Nvidia takes cautious first step into graphics-accelerated mainstream programming

Posted by Wolfgang Gruener

Santa Clara (CA) – Back when we first saw the capabilities of Nvidia’s CUDA technology and Tesla acceleration cards, it was clear to us that the company had all the tools necessary to change the way we use computers today – the enormous computing horsepower of graphics cards open up possibilities we have talked about for some time, but didn’t think were possible in the foreseeable future. The company now challenges developers for the first time to exploit the hidden potential graphics cards in a mainstream application.

Nvidia was first to come up with a development framework that used a relatively easy-to-learn way to accelerate traditional CPU-centric applications through a graphics processor. But while CUDA, which is based on C++ and has some GPGPU extensions, is generally available, Nvidia pitched the technology mainly to universities, scientists and industries that have a need for floating-point-heavy applications – such as financial institutions and the oil and gas sector.

Both Nvidia and ATI have been showing mainstream applications based on GPGPU technologies, but neither one has targeted the mainstream application segment yet. When we asked Nvidia CEO Jen-Hsun Huang when Cuda would go into the mainstream market, he told us that such a move would depend on Microsoft and their efforts to provide a Windows interface for GPGPUs.

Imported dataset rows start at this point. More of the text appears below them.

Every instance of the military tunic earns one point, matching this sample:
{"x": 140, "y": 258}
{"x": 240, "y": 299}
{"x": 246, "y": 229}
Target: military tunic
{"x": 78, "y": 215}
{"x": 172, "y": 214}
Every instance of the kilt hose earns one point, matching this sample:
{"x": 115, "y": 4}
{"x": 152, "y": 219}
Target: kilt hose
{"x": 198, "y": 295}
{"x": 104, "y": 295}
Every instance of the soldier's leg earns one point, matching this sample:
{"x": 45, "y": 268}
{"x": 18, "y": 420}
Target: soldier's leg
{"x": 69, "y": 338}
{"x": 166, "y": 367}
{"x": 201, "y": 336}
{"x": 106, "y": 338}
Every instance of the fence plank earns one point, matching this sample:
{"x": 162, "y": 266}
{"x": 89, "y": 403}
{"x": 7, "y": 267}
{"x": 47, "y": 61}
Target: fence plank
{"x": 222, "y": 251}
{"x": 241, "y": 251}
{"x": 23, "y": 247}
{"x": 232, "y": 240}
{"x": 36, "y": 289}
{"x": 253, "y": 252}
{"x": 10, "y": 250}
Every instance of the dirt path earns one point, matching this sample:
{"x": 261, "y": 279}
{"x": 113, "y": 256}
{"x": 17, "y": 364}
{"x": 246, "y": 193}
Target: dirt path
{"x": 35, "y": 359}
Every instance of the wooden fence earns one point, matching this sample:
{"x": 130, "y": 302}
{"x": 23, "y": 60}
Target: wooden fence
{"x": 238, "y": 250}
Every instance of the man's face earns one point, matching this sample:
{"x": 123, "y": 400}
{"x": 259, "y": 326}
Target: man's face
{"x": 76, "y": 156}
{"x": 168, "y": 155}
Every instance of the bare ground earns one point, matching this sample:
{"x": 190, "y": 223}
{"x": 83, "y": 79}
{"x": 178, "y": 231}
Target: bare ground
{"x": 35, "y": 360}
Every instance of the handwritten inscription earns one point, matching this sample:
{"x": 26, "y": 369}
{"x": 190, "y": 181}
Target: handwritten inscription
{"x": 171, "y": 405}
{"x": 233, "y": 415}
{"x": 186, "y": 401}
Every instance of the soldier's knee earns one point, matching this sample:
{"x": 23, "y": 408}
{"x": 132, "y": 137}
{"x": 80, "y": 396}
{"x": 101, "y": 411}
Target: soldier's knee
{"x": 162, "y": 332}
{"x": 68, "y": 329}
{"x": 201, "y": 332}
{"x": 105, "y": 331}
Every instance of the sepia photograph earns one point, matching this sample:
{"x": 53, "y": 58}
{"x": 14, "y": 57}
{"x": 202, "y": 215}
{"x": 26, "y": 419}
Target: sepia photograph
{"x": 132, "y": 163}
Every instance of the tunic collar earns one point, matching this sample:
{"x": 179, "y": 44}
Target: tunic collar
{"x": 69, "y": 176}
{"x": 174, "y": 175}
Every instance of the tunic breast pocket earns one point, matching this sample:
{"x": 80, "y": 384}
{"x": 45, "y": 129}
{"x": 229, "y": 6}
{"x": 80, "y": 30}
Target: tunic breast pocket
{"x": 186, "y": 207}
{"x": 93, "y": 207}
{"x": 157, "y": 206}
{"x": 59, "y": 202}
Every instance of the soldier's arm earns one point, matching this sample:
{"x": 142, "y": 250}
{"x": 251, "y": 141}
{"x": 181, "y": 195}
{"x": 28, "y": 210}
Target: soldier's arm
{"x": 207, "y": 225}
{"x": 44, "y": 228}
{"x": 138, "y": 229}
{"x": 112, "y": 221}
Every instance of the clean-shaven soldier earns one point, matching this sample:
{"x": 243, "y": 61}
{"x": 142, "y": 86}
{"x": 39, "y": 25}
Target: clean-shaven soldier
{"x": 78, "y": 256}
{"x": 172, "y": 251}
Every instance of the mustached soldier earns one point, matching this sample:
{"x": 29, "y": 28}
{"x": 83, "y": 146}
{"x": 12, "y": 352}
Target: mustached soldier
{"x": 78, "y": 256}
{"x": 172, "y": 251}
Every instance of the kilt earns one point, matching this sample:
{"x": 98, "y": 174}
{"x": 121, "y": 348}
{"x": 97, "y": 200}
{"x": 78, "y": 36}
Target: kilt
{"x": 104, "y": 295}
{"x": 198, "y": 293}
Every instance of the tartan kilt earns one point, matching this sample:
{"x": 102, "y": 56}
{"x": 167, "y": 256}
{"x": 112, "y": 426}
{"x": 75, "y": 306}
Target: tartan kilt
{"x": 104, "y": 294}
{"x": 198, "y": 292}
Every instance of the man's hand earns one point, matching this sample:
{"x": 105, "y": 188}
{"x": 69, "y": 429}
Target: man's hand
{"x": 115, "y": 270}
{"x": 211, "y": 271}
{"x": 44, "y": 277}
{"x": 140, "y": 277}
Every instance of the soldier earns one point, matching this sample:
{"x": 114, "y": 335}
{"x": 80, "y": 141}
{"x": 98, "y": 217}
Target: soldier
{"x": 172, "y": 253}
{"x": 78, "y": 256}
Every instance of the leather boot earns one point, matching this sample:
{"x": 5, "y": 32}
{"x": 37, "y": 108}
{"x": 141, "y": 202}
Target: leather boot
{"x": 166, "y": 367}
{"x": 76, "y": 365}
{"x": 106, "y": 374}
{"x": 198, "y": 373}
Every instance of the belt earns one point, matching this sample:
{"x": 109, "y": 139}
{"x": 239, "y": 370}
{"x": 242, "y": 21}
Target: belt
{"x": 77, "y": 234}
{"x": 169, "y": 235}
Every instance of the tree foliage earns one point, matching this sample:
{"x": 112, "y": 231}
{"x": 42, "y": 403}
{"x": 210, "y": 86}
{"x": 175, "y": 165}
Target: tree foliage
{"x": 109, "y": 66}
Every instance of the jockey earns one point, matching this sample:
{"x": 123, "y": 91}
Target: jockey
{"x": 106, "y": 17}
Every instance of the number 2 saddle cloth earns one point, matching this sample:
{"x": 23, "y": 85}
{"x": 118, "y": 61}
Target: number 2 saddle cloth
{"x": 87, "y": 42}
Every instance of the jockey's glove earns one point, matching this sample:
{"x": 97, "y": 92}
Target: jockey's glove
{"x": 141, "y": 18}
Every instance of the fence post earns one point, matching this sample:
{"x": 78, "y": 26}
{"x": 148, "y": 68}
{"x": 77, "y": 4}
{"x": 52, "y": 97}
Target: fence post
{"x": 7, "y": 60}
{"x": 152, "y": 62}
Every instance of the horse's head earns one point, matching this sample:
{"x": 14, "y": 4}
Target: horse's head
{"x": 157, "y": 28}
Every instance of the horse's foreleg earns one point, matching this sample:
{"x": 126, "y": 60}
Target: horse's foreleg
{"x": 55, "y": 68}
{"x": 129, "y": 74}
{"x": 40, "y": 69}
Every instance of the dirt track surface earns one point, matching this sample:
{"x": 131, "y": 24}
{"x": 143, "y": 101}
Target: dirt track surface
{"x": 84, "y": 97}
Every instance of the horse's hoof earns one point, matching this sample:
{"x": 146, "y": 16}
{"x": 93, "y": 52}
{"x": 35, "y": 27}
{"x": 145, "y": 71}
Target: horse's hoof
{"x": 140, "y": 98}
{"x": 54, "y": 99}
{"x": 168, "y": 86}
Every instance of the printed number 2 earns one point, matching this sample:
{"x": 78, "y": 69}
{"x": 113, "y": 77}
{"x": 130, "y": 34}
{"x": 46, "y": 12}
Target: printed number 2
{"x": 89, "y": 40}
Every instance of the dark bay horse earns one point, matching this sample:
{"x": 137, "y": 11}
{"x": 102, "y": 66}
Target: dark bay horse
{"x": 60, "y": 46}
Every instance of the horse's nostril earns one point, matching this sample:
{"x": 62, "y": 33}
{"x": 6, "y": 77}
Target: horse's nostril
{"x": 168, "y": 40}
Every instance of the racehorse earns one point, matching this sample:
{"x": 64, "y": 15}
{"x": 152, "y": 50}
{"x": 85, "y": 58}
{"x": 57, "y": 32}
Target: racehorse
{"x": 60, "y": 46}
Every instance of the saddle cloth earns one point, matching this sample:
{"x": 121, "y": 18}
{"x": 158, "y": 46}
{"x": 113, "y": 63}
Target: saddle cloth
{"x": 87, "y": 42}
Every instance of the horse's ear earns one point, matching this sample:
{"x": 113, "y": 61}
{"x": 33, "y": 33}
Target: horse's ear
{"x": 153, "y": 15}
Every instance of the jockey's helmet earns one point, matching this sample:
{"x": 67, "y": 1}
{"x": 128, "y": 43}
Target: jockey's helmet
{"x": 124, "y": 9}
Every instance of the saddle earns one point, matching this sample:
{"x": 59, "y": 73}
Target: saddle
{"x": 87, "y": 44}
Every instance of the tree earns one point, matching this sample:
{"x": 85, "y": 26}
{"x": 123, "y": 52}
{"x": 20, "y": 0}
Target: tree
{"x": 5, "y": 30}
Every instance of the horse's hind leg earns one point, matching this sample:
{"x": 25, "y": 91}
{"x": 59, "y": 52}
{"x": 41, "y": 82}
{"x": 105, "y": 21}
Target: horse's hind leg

It appears that Nvidia is shifting its enterprise-only strategy and is turning its focus on a mainstream opportunity as well. In a contest announced today, the company looks for the “most talented CUDA programmers in the world”. Nvidia will provide a “partially GPU-optimized version of an MP3 LAME encoder” and asks developers to “optimize [the software] to run as fast as possible on a Cuda-enabled GPU.” The encoder has to be created in the CUDA programming environment and must achieve a speed up in run-time.

So, the challenge in this contest is not to port a mainstream application to CUDA, but rather optimize it to squeeze as many gigaflops out of the GPU as possible. That challenge may sound easier than it really is, as we were told before by researchers at University of Illinois’ Beckman Institute and the National Center for Supercomputing Applications that getting an application to run on a GPGPU is the simple task, while accelerating it takes up most of the time – and knowledge.       

Those scientific GPGPU applications simulating fluid dynamics or biological processes are impressive to watch, but of course we are interested to see what these processors are capable of in mainstream applications. AMD previously demonstrated its stream processors in an application that rendered a user’s hand, which was captured by a webcam, in near real-time and replaced the mouse as moving around objects on a screen.

Optimizing an MP3 encoder is far from the sophistication of such an application, but it is a first step.